There was a time--many years ago--when Cairanne wines were considered better than those of Chateauneuf du Pape. A few years ago, when I tried a 2000 Clos l'Oratoire Saint Martin Cairanne Reserve head-to-head against a 1995 Clos Saint Jean Chateauneuf du Pape, there was no question in my mind: both wines were very good but the Cairanne was superior.
L'Oratoire Saint Martin ranks near the top of Cairanne producers, but Rabasse Charavin is right there too or not far behind. Unfortunately, Rabasse Charavin has not been available in my marketing area since the mid-1980s. That's why I was so excited when I saw this 2004 and the 1999 Cuvee Estevenas of Rabasse Charavin available by auction on WineBid.com. For a ridiculously low price of $10, I scored eight bottles of the 2004 and four of the 1999. My first taste tonight confirms that I was indeed a winner.
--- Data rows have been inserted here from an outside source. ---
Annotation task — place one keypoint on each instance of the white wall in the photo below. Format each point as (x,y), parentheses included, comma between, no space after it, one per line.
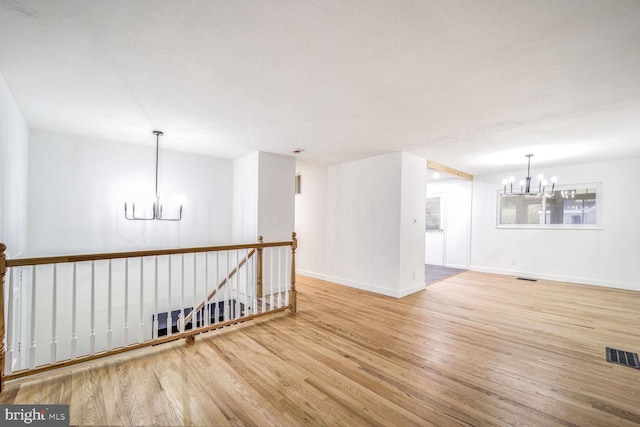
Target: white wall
(607,257)
(78,188)
(369,207)
(276,197)
(311,222)
(457,219)
(263,197)
(245,198)
(14,142)
(412,224)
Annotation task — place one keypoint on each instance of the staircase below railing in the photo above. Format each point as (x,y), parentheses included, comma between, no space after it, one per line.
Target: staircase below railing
(87,303)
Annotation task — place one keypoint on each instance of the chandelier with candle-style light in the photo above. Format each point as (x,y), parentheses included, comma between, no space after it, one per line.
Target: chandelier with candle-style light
(525,184)
(156,211)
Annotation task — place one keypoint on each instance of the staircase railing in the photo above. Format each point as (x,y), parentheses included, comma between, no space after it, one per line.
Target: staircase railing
(84,307)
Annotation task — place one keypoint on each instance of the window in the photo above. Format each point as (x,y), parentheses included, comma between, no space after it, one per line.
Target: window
(572,206)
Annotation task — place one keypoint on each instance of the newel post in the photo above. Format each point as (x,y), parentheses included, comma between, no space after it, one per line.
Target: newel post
(3,270)
(294,246)
(259,267)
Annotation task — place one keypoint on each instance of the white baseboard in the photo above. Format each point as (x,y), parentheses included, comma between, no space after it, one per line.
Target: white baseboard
(458,266)
(364,286)
(558,278)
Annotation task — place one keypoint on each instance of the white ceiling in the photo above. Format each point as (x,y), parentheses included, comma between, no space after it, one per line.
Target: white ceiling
(472,84)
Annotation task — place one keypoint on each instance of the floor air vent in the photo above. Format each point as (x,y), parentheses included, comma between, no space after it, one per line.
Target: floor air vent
(622,357)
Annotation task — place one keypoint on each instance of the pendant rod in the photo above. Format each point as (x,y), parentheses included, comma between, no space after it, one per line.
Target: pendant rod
(157,133)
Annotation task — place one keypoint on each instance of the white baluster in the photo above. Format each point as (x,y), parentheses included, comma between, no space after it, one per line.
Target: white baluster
(181,314)
(154,327)
(109,311)
(169,318)
(236,311)
(227,292)
(246,283)
(92,335)
(74,313)
(287,275)
(141,315)
(32,350)
(125,331)
(264,296)
(54,306)
(216,308)
(10,323)
(279,276)
(206,318)
(271,295)
(194,315)
(254,283)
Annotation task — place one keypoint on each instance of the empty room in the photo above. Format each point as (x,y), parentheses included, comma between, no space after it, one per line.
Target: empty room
(285,213)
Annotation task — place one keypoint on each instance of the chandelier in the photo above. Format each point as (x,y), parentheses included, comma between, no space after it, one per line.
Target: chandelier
(156,211)
(525,184)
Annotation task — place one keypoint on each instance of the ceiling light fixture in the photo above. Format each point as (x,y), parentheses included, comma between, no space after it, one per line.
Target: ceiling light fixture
(525,184)
(156,213)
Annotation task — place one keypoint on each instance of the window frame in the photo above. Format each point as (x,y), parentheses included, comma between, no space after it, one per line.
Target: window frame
(596,226)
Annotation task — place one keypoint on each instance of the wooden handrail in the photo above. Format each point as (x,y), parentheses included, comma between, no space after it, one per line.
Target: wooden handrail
(223,282)
(259,272)
(20,262)
(253,248)
(294,299)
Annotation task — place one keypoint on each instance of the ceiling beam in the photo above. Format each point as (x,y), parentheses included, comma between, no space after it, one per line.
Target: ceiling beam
(444,168)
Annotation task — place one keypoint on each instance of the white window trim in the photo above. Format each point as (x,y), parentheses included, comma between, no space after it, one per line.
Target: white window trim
(597,226)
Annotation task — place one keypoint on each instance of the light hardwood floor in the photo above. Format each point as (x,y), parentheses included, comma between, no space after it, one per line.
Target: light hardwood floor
(474,349)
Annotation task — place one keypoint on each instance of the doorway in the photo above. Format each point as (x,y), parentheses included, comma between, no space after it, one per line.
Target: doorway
(434,241)
(448,222)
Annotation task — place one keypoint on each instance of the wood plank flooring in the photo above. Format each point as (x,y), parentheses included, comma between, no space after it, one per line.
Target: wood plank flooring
(473,349)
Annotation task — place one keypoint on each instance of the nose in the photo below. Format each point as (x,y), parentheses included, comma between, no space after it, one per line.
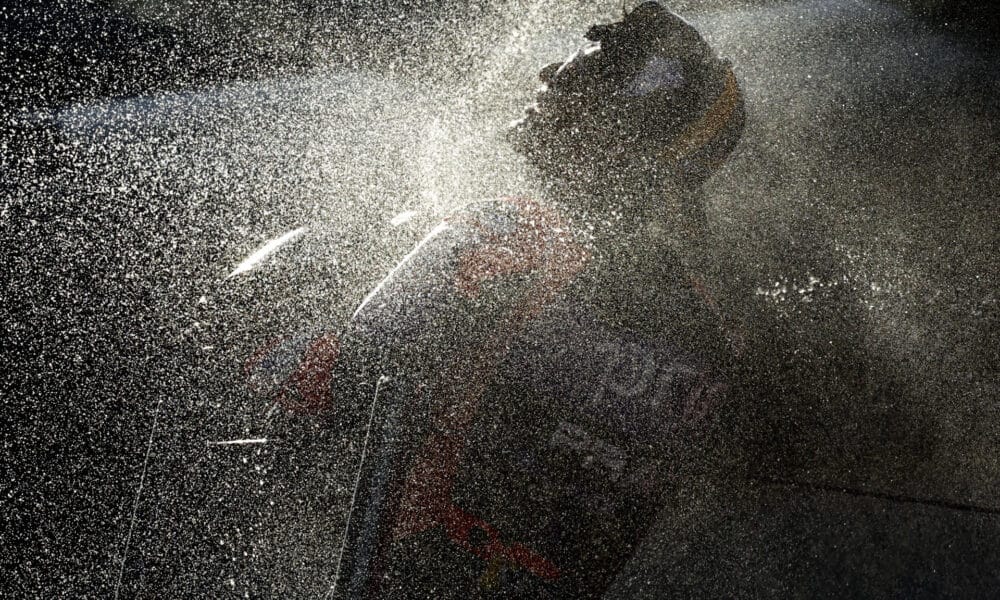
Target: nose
(548,71)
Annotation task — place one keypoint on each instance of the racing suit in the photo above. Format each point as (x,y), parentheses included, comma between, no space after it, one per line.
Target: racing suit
(523,397)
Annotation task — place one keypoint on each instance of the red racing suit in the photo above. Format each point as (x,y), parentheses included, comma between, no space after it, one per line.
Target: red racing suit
(520,411)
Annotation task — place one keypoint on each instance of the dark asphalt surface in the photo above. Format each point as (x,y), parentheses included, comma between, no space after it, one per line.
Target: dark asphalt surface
(857,218)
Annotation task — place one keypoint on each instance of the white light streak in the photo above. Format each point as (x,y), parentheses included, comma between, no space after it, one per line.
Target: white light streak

A beautiful bouquet is just forming, and it's classic Cairanne: dark cherries, lavender, spice and black pepper. Very concentrated and very yummy. Still smells and tastes young. I think some of the grapes (probably the Syrah) were picked earlier than is typical for Cairanne because there is some tart acidity on the mid-palate. But that's no problem; it just accentuates the deep pepper traits. Good acid, good tannic grip and lovely, lovely fruit. Some of the Grenache vines at Rabasse Charavin are pushing 100 years. I love it.